1994 Tour to Greece. Concert in Piraeus. Participation in Athens international choir competition. 1st place in equal voices category.

1995 150th anniversary. "Natten skrider förbi" by Knut Nystedt performed for first time at anniversary concert. Third tour to USA. CD "DnS i 150!" released.

1996 Tour to Spain. Participation in the international choir games, Tolosa. Two 3rd places.

1997 Tour to Germany, with an invitation to the "Ostsee Choir Festival" in Flensburg

1999 Participation in the national choir games "Syng For Oss" in Bergen. 1st place in A-class for male choir. "Kullervo-symfoni" by Jean Sibelius performed together with the Oslo Philomonic and choir. CD "Transeamus usque Bethlehem" released. Nordic Academic Choir Meet in Tallinn.

2000 Tour to Wales and Ireland, with concert in St. Patricks cathedral, Dublin. Participation in the "Llangollen International Musical Eisteddfod". 3rd place in male choir category.

2001 DnS moves to new premises in Professor Dahls gate 8. The CD "En mannshowinistisk aften" is released.

2003 Tone Bianca Dahl steps down as conductor, Thomas Caplin appointed new conductor.

2004 DnS wins male choir category, and takes 3rd place for church music in the international choir games, Helsingborg.
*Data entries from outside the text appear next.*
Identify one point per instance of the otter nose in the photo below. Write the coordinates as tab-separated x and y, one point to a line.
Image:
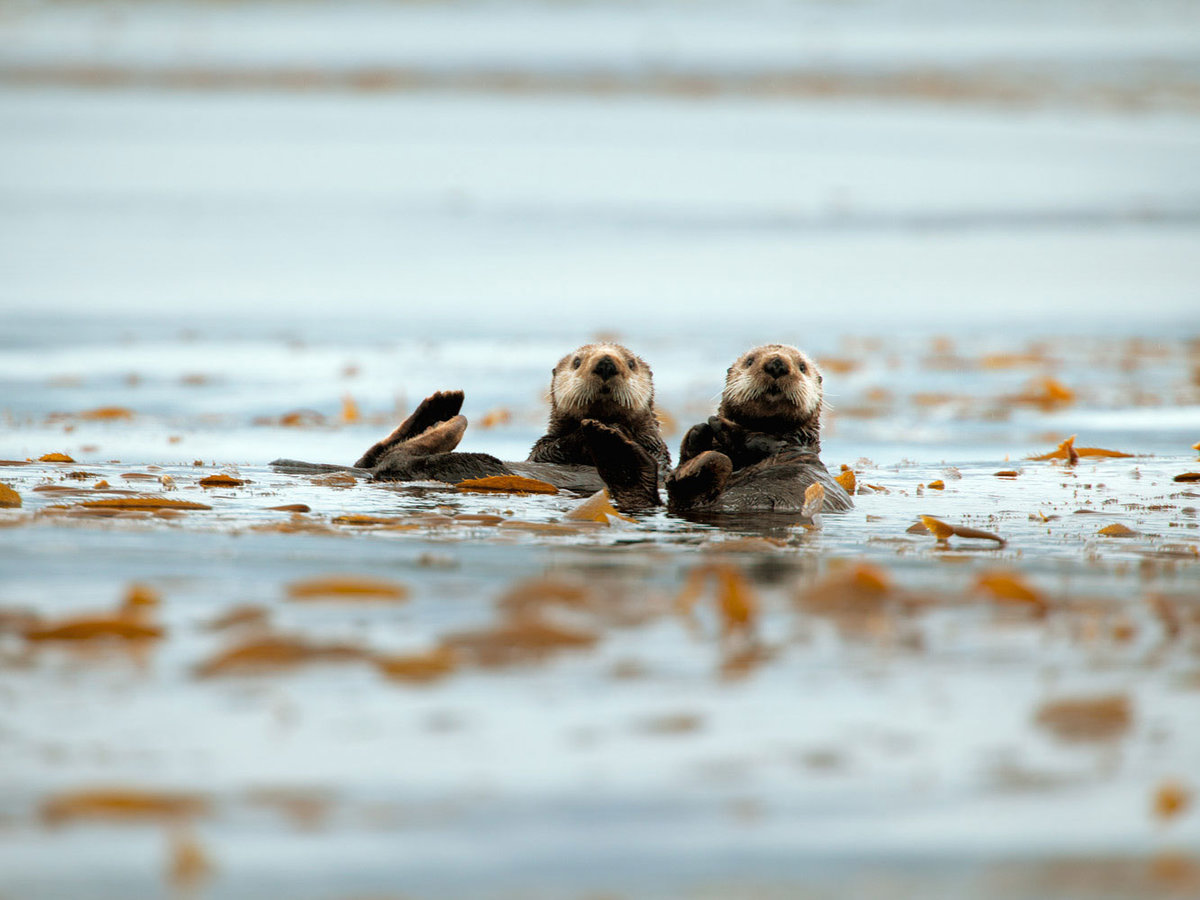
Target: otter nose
606	369
775	367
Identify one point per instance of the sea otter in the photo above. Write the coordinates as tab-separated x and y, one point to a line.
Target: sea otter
599	382
760	453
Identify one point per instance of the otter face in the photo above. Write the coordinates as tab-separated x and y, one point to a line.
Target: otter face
773	388
600	381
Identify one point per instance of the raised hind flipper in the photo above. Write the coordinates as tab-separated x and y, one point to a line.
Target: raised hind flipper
743	445
629	472
436	408
699	481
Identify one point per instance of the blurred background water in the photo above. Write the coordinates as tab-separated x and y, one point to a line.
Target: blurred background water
214	215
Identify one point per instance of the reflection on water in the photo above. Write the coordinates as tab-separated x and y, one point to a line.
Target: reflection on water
234	233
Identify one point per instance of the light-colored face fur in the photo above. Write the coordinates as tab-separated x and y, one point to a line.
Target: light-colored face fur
773	382
599	378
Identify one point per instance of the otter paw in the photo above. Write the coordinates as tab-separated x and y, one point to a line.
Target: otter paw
628	471
439	407
700	480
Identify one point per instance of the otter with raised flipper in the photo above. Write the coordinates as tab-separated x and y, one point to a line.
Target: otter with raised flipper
600	382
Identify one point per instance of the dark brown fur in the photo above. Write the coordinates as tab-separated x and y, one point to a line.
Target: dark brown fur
601	382
604	383
760	453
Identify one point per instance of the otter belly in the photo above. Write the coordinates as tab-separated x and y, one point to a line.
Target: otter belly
774	485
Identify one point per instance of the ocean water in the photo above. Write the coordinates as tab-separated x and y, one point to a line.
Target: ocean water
232	233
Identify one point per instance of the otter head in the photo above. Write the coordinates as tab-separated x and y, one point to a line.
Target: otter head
603	382
774	389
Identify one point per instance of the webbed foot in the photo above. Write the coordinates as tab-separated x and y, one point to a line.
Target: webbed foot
435	409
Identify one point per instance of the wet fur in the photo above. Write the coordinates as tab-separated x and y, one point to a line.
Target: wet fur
601	382
623	401
760	453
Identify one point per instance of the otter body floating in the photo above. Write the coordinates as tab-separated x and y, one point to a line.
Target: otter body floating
760	453
600	382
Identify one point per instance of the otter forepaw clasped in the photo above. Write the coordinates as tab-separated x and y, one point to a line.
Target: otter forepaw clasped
629	472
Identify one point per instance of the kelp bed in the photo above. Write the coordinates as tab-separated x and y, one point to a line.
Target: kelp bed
982	681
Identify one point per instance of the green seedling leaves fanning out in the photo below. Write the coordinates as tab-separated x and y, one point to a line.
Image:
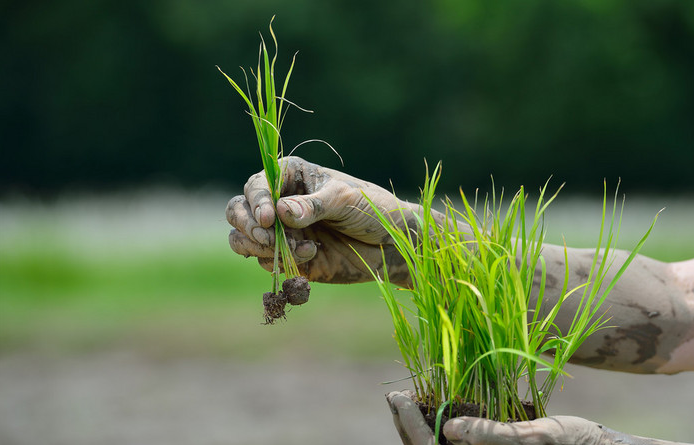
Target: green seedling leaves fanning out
267	113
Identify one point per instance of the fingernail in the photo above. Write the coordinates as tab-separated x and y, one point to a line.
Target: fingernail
295	209
261	236
305	250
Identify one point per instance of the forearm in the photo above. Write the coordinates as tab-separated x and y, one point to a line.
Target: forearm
651	312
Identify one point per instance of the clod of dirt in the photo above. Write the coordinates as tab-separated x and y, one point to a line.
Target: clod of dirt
274	306
296	290
464	409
2005 CD/DVD "Norske Perspektiver" is released on 7 June. Collaborative project with "Collegium Vocale" from Hamar.

2006 DnS takes first place in Male Choir category at The International Choir Olympics in Xiamen, China.

2007 DnS takes first place in Sacred Choral Music category, and 2nd place in category for world music at the 2nd international choir games in Bergen. Ketil J.B. Belsaas steps in temporarily for Thomas Caplin.

2008 Thomas Caplin steps down as conductor, Ketil J.B. Belsaas appointed on temporary basis.

2009 Steffen Kammler appointed as conductor.

2012 Carl Høgset is appointed as conductor.

2015 The CD "Sangen har lysning" is released on September 18.

2016 Marit Tøndel Bodsberg is appointed as conductor.